When asked how she felt about Cuellar’s win, Redman said, “I feel proud to be able to be in the presence of Tim and listen to him singing. I feel proud that I have staff on this campus who allow him to play his guitar down the wing … who have promoted him kind of perfecting his craft for quite a while … It’s beyond me, it’s really the staff who work with him day in and day out.”

Cuellar will perform in person at a PbS national conference in Nashville on Aug. 13.

“We could do it with Zoom, which would have been acceptable especially with COVID going on, but it’s not the same,” said Redman, adding that Green Hill is hoping to fly Cuellar’s mom down to Nashville to watch him perform.

PbS is also working to get some talent recruiters into the conference, “which may open up some opportunities for Tim, because that’s really what PbS is about, it’s about uplifting young people, not about us sitting there watching him sing, which made it even more important for us to be able to take him there and provide him with an opportunity that he may never get,” said Redman.

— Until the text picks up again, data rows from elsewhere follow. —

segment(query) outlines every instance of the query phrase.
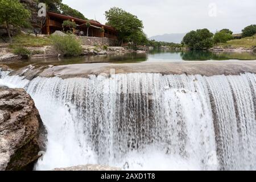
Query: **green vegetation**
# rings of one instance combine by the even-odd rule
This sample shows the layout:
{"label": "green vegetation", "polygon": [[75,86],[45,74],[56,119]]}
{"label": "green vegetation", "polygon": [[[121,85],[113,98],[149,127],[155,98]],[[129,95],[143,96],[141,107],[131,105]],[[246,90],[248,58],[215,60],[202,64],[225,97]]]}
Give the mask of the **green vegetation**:
{"label": "green vegetation", "polygon": [[100,52],[100,51],[97,48],[93,48],[93,51],[94,51],[95,52]]}
{"label": "green vegetation", "polygon": [[79,56],[82,53],[81,43],[72,35],[52,36],[53,48],[64,56]]}
{"label": "green vegetation", "polygon": [[105,51],[108,50],[108,46],[106,45],[103,46],[102,49]]}
{"label": "green vegetation", "polygon": [[46,4],[47,9],[57,13],[69,15],[75,18],[88,20],[79,11],[75,10],[62,3],[62,0],[40,0],[40,2]]}
{"label": "green vegetation", "polygon": [[11,43],[13,43],[10,26],[28,27],[30,26],[30,12],[25,9],[19,0],[0,1],[0,24],[5,24]]}
{"label": "green vegetation", "polygon": [[51,40],[48,37],[35,37],[31,35],[20,34],[13,38],[13,43],[10,48],[16,47],[39,47],[51,44]]}
{"label": "green vegetation", "polygon": [[[226,30],[227,29],[226,29]],[[226,31],[225,30],[221,30],[215,34],[213,37],[213,43],[216,45],[220,43],[225,43],[227,41],[233,39],[232,32]],[[231,32],[231,34],[230,34]]]}
{"label": "green vegetation", "polygon": [[220,32],[225,32],[226,34],[229,34],[230,35],[233,34],[233,32],[231,30],[230,30],[229,29],[227,29],[227,28],[224,28],[224,29],[221,30],[220,31]]}
{"label": "green vegetation", "polygon": [[176,44],[166,42],[157,42],[155,41],[155,40],[148,40],[148,42],[146,45],[152,46],[155,48],[159,48],[161,46],[168,46],[171,48],[180,48],[182,47],[181,44]]}
{"label": "green vegetation", "polygon": [[86,27],[87,27],[86,36],[88,36],[88,35],[89,35],[89,28],[90,28],[90,22],[86,22],[85,25],[86,26]]}
{"label": "green vegetation", "polygon": [[256,34],[256,24],[251,24],[242,30],[242,37],[251,36]]}
{"label": "green vegetation", "polygon": [[69,29],[68,32],[72,33],[73,28],[76,28],[76,23],[75,22],[72,22],[71,20],[64,20],[62,23],[62,27],[63,28],[68,27]]}
{"label": "green vegetation", "polygon": [[225,43],[220,43],[220,46],[223,47],[244,47],[251,48],[256,47],[256,35],[250,37],[246,37],[241,39],[234,39],[228,41]]}
{"label": "green vegetation", "polygon": [[32,55],[43,55],[44,53],[44,52],[40,50],[34,50],[32,51]]}
{"label": "green vegetation", "polygon": [[191,49],[207,49],[213,46],[213,36],[207,28],[192,31],[185,35],[182,43]]}
{"label": "green vegetation", "polygon": [[84,20],[88,20],[84,15],[79,11],[75,10],[67,5],[63,3],[60,6],[60,13],[65,15],[69,15],[75,18],[80,18]]}
{"label": "green vegetation", "polygon": [[108,20],[106,24],[117,30],[121,45],[124,41],[135,42],[134,39],[135,35],[142,32],[142,21],[121,9],[112,7],[106,11],[105,15]]}
{"label": "green vegetation", "polygon": [[23,58],[30,57],[32,55],[31,51],[23,47],[15,47],[13,50],[13,53],[16,55],[21,56]]}

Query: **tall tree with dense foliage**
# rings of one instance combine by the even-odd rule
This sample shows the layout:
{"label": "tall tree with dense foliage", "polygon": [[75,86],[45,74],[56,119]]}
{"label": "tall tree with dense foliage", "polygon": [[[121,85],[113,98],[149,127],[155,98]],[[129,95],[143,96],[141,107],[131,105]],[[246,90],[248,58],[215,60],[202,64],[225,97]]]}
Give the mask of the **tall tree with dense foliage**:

Cuellar said the programs he has completed at Green Hill have opened up a variety of career options for when he’s released later this year, but he wants to have a career in music if he can make it work.

“If I can somehow make it with music, I would — I would do anything to do that, honestly. It was just never something that I focused completely on because some people just wasted a lot of time recording music and they never make it anywhere. I just hope that that’s not me, you know. That’s why I don’t just focus on one single thing, because what if it doesn’t work out for me,” he said.

In the meantime, he’s continuing to write music.

“I would just like to inspire other people and make them feel like other people have gone through things that they’re going through,” he said.